Wirte kämpfen mit einer Website gegen Pub-Sterben

1. November 2010 | Von | Kategorie: Wirtschaft

Eine Internetplattform soll leere Pubs füllen.

Mit einer neuen Website wollen irische Publicans dem Pubsterben die Stirn bieten. Unter www.pubrepublik.com können sich ausgehwillige Nachtschwärmer anhand selbst zu setzender Parameter den für sie idealen Pub aussuchen – allerdings vorausgesetzt die Datenbank wird noch um einige Pubs erweitert.

Jahr für Jahr schließen mehr Pubs für immer ihre Türen, irlandweit sollen es alleine dieses Jahr über 550 sein, so eine Prognose der Vintners Federation of Ireland (VFI), in der über 4500 Pubs organisiert sind.
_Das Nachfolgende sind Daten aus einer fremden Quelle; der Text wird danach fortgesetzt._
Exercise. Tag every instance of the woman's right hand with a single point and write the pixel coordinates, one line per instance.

Durch die Schließungen seien nur im ersten Halbjahr 2010 bereits 3000 Jobs in den Pubs und von der Gastronomie abhängigen Betrieben verloren gegangen, 2011 könnte die Zahl au 5000 verlorene Jobs steigen, verlautete es bei der VFI.
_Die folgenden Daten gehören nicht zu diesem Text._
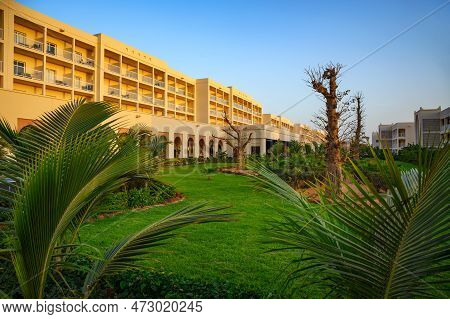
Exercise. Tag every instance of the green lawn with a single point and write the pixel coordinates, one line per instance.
(234, 252)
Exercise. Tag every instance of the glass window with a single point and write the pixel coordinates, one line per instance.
(19, 67)
(20, 38)
(51, 75)
(51, 48)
Diesem schleichenden Verfall des traditionellen Pubs will Paul Upstone aus dem County Tipperary nun einen Riegel vorschieben. Der Sohn eines Gastwirts hat die Website www.pubrepublik.com ins Leben gerufen, eine Pubdatenbank, die dem unentschlossenen Nächtschwärmer eine angemessene Auswahl an Public Houses präsentieren soll. Die ursprünglich nur auf das County Cork beschränkte Website wurde erweitert und soll nun in allen 26 Countys der Republik Irland das Pub ins Gedächtnis der Menschen zurückrufen.

Pub in Dublin

Ein Auswahlformular lässt den Kunden nach Ort, Event oder gewünschten Services vorauswählen und schlägt passende Lokale vor. Auf Mausklick kann die Ansicht erweitert werden, um mehr Informationen und Bilder abzurufen. Ob pubrepublik.com letzten Endes Erfolg beschert werden wird, steht derzeit noch in den Sternen. Mit der augenblicklich verfügbaren Auswahl wird die Rettung des Irish Pubs indes nicht gelingen, gerade mal ganze 73 Pubs in 18 Countys sind derzeit in der Datenbank registriert. Auf Dauer wird das in dieser Form keine Hilfe bringen.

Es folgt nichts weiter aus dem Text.